Our next concert is next Sunday, March 25th, at the Guildhall, Plymouth.
I usually recommend our concerts with a degree of enthusiasm to match the programme. I’m sorry to say that in this case I can only recommend half of the concert. One lovely work that’s well worth coming for, another that … isn’t.
The work I can enthusiastically recommend is Andrew Carter’s Benedicite. This is my first encounter with Carter’s music, and it’s been a delight! The work sets childishly simple religious words and has a certain aura of the nursery. But musically speaking it’s the deceptive simplicity of Peter and the Wolf or the Young Person’s Guide to the Orchestra, with a directness built on foundations that are sometimes far from simple. Indeed, the complexity of the rhythms make this rather challenging to sing, most notably where different performers’ rhythms cut across each other. But to hear it you’d think it was all very simple and effortless, even when that little “waltz” tune is really in 5/4! And it’s easy to overlook the naffness of the words when the music is so evocative as, for example, the brittle coldness of “snow and ice”.

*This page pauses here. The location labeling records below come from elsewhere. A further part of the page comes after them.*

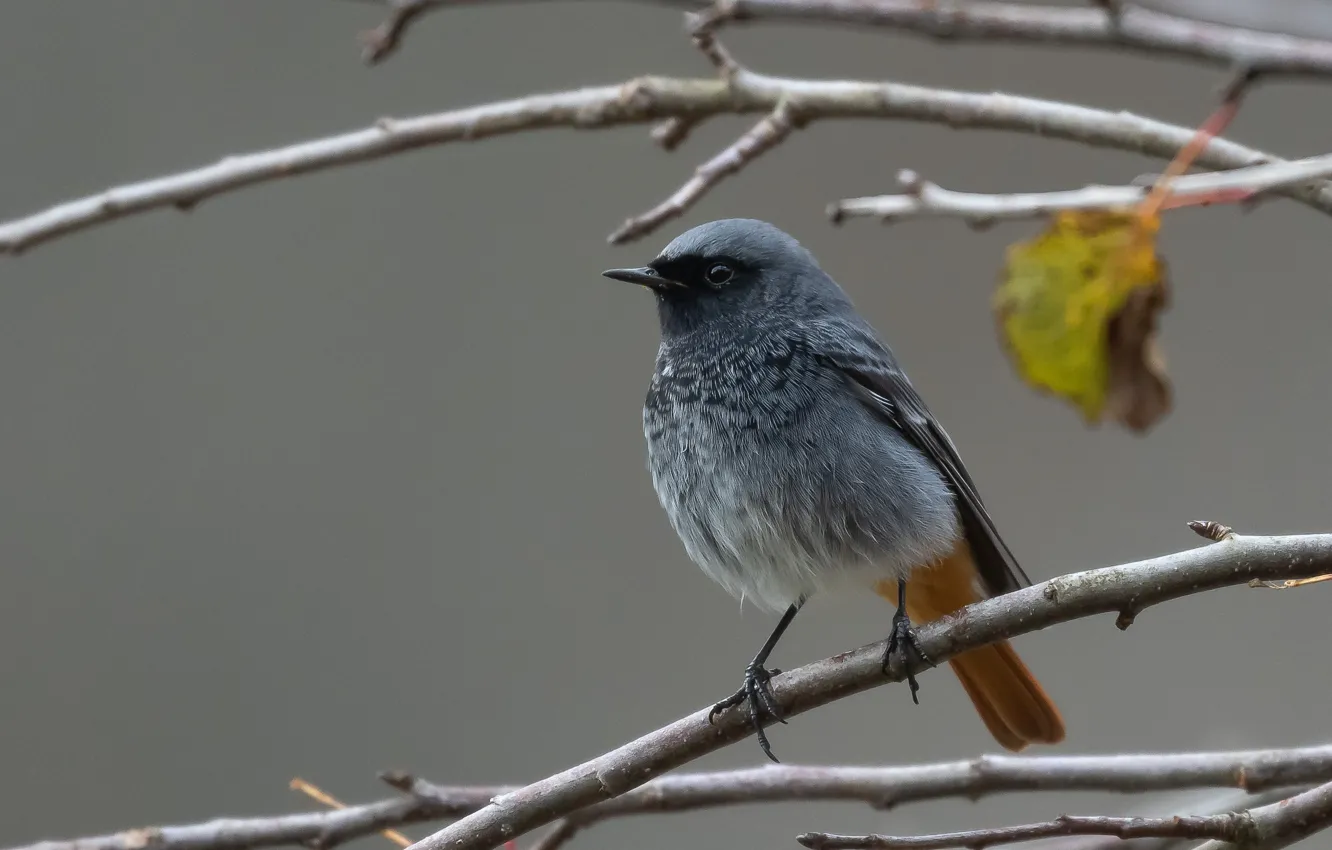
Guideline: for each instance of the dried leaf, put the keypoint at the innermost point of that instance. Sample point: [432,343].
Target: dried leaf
[140,838]
[1290,582]
[1076,308]
[332,802]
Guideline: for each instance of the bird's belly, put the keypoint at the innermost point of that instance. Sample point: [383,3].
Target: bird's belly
[779,514]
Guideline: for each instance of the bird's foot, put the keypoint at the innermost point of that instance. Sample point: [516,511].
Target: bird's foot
[903,642]
[757,693]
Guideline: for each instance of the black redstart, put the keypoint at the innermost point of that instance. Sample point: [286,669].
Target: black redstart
[793,456]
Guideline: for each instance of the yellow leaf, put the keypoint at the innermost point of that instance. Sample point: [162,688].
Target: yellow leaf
[1076,308]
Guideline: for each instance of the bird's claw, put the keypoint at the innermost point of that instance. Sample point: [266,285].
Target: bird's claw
[901,642]
[757,693]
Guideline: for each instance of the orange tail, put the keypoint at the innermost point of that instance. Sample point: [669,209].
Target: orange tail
[1008,698]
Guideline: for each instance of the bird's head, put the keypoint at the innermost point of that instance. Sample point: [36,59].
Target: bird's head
[734,269]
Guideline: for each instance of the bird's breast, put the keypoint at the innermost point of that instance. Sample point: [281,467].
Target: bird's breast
[779,481]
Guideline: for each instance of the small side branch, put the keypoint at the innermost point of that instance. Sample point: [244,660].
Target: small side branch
[761,139]
[1112,25]
[646,100]
[1232,828]
[922,199]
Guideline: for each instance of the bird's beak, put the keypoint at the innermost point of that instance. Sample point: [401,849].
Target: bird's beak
[646,276]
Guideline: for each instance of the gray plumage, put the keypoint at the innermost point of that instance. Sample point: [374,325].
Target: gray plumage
[785,444]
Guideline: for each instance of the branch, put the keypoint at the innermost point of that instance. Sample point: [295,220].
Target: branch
[1286,822]
[1126,590]
[1230,826]
[1127,27]
[882,788]
[640,101]
[761,139]
[922,199]
[1275,825]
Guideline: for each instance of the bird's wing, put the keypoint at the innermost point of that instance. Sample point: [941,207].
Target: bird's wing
[874,375]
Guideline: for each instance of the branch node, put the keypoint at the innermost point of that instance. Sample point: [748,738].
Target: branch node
[1214,532]
[1126,617]
[755,141]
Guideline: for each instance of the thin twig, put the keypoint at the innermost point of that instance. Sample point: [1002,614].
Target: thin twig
[923,199]
[1286,822]
[1254,772]
[1120,589]
[376,44]
[640,101]
[757,141]
[1223,826]
[1122,27]
[1111,25]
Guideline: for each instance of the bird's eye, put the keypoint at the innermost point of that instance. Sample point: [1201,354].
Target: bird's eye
[719,273]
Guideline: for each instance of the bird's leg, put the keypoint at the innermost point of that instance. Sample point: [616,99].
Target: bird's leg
[903,640]
[755,690]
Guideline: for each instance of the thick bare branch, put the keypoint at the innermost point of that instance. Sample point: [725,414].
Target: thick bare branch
[638,101]
[1088,25]
[922,199]
[1120,589]
[1286,822]
[759,139]
[883,788]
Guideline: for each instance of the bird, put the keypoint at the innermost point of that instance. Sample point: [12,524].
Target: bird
[793,457]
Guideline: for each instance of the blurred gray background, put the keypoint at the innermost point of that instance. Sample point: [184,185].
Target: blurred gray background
[345,473]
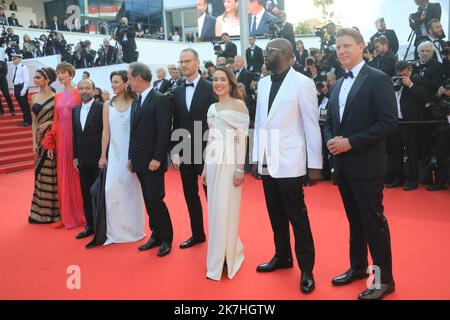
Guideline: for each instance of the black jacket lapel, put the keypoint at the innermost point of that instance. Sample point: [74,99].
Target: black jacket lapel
[359,81]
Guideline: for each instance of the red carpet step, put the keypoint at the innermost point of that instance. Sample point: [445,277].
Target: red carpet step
[16,143]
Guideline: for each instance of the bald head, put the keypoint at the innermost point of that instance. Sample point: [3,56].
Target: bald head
[278,55]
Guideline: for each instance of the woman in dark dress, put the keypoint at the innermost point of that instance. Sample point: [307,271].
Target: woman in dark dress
[44,207]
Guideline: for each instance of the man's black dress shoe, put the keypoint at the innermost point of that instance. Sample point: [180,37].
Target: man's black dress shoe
[164,250]
[88,231]
[350,276]
[410,186]
[394,184]
[191,242]
[436,187]
[151,243]
[307,283]
[275,264]
[377,294]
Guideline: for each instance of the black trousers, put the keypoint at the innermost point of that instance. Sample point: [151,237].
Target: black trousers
[394,151]
[363,202]
[5,92]
[23,103]
[189,178]
[152,184]
[285,203]
[410,142]
[88,176]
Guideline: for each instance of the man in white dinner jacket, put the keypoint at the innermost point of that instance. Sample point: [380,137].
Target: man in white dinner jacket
[287,140]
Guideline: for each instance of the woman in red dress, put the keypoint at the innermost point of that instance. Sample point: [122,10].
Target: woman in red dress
[59,144]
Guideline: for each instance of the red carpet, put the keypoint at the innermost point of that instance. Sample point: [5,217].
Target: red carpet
[34,258]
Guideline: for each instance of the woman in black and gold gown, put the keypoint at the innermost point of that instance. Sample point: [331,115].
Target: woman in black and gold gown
[44,207]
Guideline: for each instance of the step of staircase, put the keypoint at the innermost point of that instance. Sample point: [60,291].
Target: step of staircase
[17,167]
[13,129]
[5,152]
[14,159]
[15,135]
[16,143]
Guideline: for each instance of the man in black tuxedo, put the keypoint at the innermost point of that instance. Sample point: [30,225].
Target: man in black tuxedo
[385,60]
[151,124]
[54,24]
[162,85]
[12,21]
[4,88]
[230,48]
[206,22]
[361,115]
[388,33]
[87,127]
[258,17]
[411,100]
[419,20]
[243,75]
[191,103]
[127,39]
[254,55]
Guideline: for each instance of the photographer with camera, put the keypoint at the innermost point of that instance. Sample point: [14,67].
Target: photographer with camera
[230,48]
[411,99]
[105,54]
[126,36]
[389,34]
[385,60]
[435,35]
[418,21]
[441,111]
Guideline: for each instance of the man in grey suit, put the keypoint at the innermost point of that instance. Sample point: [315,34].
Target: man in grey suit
[206,23]
[258,17]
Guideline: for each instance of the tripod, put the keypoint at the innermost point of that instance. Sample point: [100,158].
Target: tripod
[411,39]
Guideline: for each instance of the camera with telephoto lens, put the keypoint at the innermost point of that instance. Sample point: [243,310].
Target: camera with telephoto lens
[397,82]
[217,45]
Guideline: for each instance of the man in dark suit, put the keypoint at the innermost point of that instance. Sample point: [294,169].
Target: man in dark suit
[191,103]
[151,123]
[206,22]
[258,17]
[389,34]
[54,24]
[243,75]
[12,21]
[87,127]
[4,88]
[419,20]
[127,39]
[162,85]
[230,48]
[385,60]
[254,55]
[361,115]
[411,100]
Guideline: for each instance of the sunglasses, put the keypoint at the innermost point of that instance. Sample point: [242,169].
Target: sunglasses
[270,50]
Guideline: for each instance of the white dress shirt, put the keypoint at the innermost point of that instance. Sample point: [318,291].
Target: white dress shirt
[200,24]
[190,92]
[144,94]
[22,76]
[347,86]
[258,19]
[85,108]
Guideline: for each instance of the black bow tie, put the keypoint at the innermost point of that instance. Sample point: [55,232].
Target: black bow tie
[347,75]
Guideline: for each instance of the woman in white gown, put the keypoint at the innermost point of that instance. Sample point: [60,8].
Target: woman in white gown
[228,22]
[123,193]
[228,122]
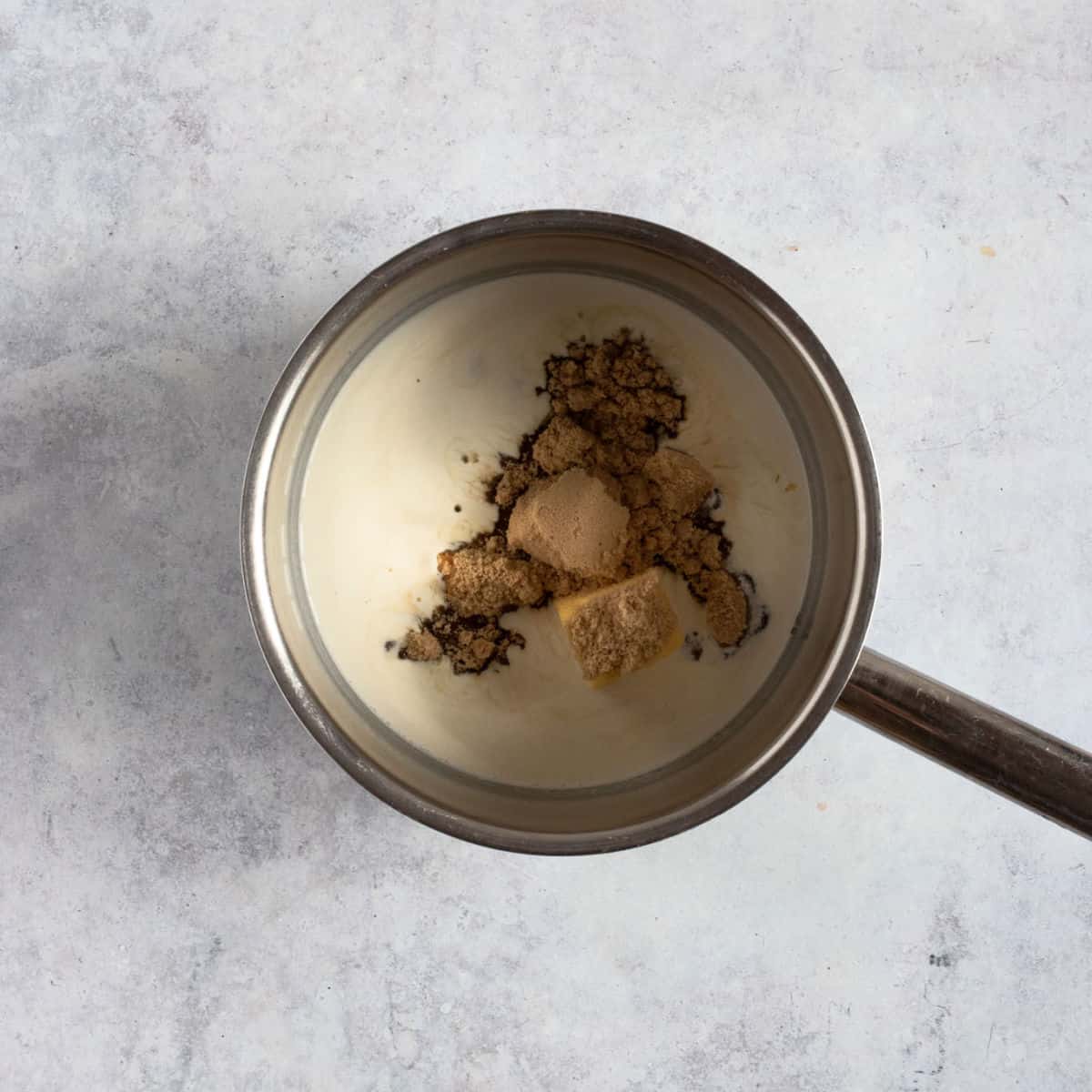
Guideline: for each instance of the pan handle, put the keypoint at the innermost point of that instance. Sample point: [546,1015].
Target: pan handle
[1008,756]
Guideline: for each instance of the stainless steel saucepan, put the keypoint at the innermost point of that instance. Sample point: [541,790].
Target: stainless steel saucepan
[824,665]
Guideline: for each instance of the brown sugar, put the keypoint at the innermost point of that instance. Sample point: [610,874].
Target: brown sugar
[470,644]
[618,629]
[478,581]
[571,523]
[727,611]
[683,483]
[591,500]
[562,443]
[420,644]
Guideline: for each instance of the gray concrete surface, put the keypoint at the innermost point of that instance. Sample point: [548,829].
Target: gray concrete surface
[191,895]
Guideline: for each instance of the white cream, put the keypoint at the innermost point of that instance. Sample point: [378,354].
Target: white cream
[378,503]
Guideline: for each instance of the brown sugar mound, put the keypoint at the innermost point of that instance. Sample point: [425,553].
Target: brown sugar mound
[591,500]
[571,523]
[621,628]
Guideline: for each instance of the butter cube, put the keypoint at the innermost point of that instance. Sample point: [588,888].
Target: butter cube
[621,628]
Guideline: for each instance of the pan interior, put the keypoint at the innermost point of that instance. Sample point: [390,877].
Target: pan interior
[401,420]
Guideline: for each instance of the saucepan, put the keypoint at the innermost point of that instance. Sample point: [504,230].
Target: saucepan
[820,662]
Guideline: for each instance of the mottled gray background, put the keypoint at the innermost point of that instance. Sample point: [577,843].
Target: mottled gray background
[192,895]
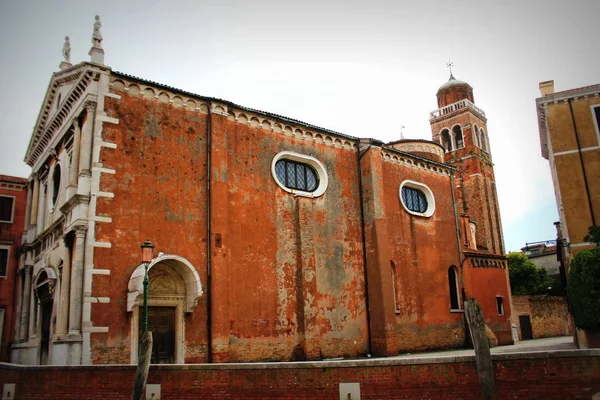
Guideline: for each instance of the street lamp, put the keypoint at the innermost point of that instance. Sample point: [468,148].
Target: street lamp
[147,250]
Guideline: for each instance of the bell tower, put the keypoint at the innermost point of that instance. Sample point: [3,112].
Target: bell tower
[460,126]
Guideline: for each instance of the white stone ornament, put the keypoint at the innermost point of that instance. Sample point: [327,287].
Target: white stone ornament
[97,36]
[67,50]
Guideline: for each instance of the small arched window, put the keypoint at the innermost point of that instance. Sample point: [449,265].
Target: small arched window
[296,175]
[453,287]
[55,184]
[446,140]
[458,137]
[476,136]
[484,142]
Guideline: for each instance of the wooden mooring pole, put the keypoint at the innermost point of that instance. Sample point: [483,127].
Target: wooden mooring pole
[141,373]
[483,357]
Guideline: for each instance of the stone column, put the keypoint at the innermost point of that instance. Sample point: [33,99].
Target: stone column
[453,140]
[34,201]
[87,133]
[25,303]
[41,210]
[65,288]
[76,293]
[28,209]
[74,169]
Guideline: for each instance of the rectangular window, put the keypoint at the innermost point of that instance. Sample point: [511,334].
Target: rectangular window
[394,287]
[500,305]
[6,208]
[1,324]
[3,262]
[596,110]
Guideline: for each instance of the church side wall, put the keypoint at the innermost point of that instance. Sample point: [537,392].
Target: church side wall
[421,251]
[294,264]
[486,284]
[159,194]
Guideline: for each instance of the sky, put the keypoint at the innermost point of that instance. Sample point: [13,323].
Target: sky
[363,68]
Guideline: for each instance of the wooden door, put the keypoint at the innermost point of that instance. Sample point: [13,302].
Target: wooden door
[161,322]
[526,332]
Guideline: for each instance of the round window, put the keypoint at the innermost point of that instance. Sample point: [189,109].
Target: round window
[417,198]
[299,174]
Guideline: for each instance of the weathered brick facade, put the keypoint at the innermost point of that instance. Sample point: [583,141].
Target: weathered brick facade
[13,201]
[559,375]
[247,268]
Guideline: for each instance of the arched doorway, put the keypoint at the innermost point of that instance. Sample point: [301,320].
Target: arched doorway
[44,295]
[173,289]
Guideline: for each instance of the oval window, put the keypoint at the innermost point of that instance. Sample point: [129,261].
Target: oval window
[295,175]
[414,199]
[299,174]
[417,198]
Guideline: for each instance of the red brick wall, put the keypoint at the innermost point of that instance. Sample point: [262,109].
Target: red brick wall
[422,249]
[485,284]
[10,234]
[287,271]
[547,376]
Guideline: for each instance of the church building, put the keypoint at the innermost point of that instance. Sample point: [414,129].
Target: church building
[273,239]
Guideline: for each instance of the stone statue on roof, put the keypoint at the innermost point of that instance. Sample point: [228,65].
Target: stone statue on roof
[67,50]
[97,36]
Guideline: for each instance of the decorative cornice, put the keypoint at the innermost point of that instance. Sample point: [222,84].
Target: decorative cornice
[479,260]
[183,99]
[45,128]
[414,161]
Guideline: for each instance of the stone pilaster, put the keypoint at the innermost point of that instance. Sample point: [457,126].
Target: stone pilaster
[41,210]
[76,292]
[74,168]
[85,155]
[25,303]
[65,289]
[35,201]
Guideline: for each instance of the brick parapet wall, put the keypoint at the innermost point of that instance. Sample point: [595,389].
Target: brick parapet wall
[549,315]
[573,374]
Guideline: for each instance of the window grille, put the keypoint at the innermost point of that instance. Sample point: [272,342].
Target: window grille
[414,199]
[295,175]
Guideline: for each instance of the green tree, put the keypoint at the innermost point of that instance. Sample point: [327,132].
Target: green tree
[593,235]
[584,284]
[525,277]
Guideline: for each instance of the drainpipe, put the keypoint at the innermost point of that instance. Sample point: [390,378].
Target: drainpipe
[460,259]
[587,188]
[364,240]
[456,225]
[208,236]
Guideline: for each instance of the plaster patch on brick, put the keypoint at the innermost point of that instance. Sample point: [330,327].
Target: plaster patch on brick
[92,299]
[95,329]
[98,218]
[109,120]
[98,271]
[104,170]
[108,145]
[111,95]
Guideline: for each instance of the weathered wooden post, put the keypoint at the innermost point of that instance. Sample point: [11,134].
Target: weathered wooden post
[483,357]
[141,373]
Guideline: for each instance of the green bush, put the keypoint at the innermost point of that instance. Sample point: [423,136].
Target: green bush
[584,288]
[525,277]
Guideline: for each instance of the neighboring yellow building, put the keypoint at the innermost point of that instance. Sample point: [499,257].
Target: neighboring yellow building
[569,124]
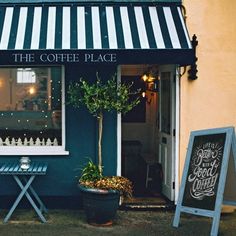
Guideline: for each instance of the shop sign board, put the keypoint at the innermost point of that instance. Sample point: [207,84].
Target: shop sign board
[205,172]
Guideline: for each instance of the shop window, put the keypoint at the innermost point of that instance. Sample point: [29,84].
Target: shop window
[31,110]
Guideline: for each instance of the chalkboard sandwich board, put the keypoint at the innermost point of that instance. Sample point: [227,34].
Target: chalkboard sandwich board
[204,176]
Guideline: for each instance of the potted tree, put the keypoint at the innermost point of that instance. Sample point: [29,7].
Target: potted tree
[102,193]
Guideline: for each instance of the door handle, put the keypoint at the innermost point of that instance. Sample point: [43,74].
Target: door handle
[164,140]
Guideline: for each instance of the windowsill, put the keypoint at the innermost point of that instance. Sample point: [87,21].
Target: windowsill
[32,151]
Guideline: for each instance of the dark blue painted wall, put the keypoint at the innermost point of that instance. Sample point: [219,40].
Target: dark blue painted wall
[81,142]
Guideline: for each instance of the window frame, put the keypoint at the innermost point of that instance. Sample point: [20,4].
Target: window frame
[42,150]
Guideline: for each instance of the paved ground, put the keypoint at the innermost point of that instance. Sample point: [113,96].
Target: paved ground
[127,223]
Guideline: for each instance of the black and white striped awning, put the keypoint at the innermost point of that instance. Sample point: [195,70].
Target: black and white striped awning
[92,27]
[143,33]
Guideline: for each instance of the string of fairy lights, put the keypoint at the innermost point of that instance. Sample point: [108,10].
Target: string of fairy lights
[35,119]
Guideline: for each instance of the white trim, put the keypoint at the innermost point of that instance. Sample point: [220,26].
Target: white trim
[32,150]
[66,28]
[21,28]
[63,109]
[36,28]
[118,171]
[177,132]
[6,28]
[51,28]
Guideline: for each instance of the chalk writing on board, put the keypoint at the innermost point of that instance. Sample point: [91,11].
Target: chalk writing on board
[205,164]
[204,171]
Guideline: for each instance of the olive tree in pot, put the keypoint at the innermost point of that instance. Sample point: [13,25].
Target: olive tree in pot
[101,194]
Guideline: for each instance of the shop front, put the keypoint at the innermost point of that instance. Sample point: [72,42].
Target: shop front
[45,46]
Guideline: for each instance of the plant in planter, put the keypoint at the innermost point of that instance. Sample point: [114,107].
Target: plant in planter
[100,97]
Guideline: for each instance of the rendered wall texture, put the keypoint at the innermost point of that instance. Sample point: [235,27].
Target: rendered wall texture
[210,101]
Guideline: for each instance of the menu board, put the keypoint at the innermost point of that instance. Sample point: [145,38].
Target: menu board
[204,171]
[204,175]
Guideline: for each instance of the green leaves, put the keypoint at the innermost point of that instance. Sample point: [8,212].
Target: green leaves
[90,172]
[102,96]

Unfortunately the other work is the longer, and frankly makes the Victorian hymns we used to suffer in school assembly sound positively inspiring by contrast. Carl Jenkins is surely the archetypal product of a music “industry” that decided it wanted a genre to call “classical” by virtue of using classical forces, but over which it could exercise intellectual property rights. Jenkins’s muzak (a requiem) is so dreary as to make an hour in B&Q seem preferable: at least there one might be inspired to buy something to improve ones home. Where there is a flicker of interest it’s utterly derivative: the first movement is the most interesting, but that’s because it’s drawn from the Fauré – echos of which recur later. Elsewhere Jenkins even manages to dumb down Lloyd Webber’s Pie Jesu.
Given two such contrasting works, I leave it to those readers within evening-out distance of Plymouth to decide whether to read this as a recommendation.